Mary Magdalene models for us a way for resurrection relationships with Christ and with others.  In John 20 Mary comes to the tomb of the crucified Jesus.  She intends to mourn the end of a relationship with Jesus.  But to her astonishment the stone sealing the tomb has been rolled away and the tomb itself is empty. Befuddled, Mary goes and tells John and Peter this news.

They race each other to the tomb, survey the scene, and return to other apostles.  Mary apparently trailed John and Peter back to the tomb.  But she does not leave with them.

Instead, she lingers there at the tomb in the place of death.  That’s the first part of the resurrection way of relationships.  All relationships begin from death – either the death of not knowing the other, partial knowledge of the other, estrangement of some kind, enmity.  Lingering signals our willingness to engage whatever form of death hovers over us.  We linger in sorrow, perhaps.  Hopelessness.  Fear.  Anger. 

Nevertheless we doggedly linger.  We keep on trying even in the face of lack of interest, lukewarm interest, resistance, rebuff.  When God seems silent, we sit in the silence and wait. And pray, cry, scream, blame, or rage at God.  But we stay; we linger.
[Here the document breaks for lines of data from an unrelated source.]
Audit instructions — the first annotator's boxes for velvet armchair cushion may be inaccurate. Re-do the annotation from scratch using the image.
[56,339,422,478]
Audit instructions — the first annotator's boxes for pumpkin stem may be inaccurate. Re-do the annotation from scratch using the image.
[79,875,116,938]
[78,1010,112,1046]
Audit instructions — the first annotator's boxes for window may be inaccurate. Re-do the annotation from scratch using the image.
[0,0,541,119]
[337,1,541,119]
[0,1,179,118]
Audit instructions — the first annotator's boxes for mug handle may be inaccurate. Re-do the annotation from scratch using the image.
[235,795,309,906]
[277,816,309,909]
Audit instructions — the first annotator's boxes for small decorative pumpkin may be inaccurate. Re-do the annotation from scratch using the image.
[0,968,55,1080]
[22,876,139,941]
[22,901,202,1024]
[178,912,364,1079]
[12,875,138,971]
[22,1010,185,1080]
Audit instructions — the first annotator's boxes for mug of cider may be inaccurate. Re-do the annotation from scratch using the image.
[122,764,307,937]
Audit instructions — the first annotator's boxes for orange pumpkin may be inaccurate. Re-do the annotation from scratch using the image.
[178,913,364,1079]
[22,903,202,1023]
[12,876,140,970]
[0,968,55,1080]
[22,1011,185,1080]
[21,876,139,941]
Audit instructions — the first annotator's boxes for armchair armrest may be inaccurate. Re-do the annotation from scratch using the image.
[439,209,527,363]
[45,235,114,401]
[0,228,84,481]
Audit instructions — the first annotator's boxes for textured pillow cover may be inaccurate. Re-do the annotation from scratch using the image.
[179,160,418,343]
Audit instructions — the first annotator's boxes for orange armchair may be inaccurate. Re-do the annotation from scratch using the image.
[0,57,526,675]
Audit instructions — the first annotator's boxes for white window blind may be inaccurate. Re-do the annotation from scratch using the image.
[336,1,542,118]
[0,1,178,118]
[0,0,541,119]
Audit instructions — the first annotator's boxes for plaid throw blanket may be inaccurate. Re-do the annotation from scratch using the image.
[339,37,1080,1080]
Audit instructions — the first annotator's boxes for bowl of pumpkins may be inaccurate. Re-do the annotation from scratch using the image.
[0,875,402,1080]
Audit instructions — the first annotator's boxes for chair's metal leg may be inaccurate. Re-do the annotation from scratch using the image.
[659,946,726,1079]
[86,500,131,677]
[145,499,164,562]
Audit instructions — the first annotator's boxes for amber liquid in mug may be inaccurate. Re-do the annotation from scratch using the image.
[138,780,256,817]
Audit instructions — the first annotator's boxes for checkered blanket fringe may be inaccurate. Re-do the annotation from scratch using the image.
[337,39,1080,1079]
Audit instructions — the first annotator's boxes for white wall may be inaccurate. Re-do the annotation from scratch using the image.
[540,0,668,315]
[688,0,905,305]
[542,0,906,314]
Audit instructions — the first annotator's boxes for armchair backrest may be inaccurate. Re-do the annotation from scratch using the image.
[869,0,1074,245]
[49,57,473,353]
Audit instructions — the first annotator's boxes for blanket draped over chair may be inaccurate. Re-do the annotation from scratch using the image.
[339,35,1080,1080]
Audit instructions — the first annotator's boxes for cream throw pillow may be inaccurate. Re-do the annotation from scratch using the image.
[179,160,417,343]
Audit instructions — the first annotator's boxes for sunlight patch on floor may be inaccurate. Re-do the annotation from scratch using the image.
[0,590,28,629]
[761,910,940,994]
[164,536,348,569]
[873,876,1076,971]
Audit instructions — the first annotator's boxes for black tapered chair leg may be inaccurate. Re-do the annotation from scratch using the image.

Growth in relation to others is a matter of pushing back the shroud of death.  We linger at the present boundary of our relationships hoping to find openness to grow closer to the other and “kick at the darkness 'til it bleeds daylight” (Bruce Cockburn).  Yes, linger at the places and boundaries of death is essential.

What does Mary do next?  She listens when the risen Jesus (who Mary does not recognize) talks to her.  They converse. Understanding does not immediately occur.  Growth comes slowly.  Yet Mary talks and listens.  Even in her misunderstanding she pursues the conversation.  And she listens. And listens

Listening is a form of death to self.  If it be true that most of us do not really listen to each other but rather are busy preparing our response while the other yet speaks, listening requires us to turn from ourselves and our interests and continue attending to the other as they speak and reveal themselves to us.

Learning is a moment of growth in relationship.  For Mary that moment happens when she lets go of her questions and listens to Jesus and hears call her name, “Mary.”  Such awareness is always a resurrection, a burst of life out the place of death.  A garden in a cemetery. 

Learning in relationship is new life because it opens us to fresh possibilities.  For Mary, this new life issues in a new vocation.  Jesus commissions her to become the “first apostle” and carry the good news of his resurrection to the male apostles!  For us such learning enables and extends our abilities to carry out together the vocation we have as humans to be God’s royal representatives and overseers of the growth and well-being of creation.  Or in Cockburn’s language, we discover new ways to “kick at the darkness” together “’til it bleeds daylight”!

Lingering, listening, learning – this is the way of resurrection relationships.  And resurrection relationships are the “life abundant” Jesus promises his followers.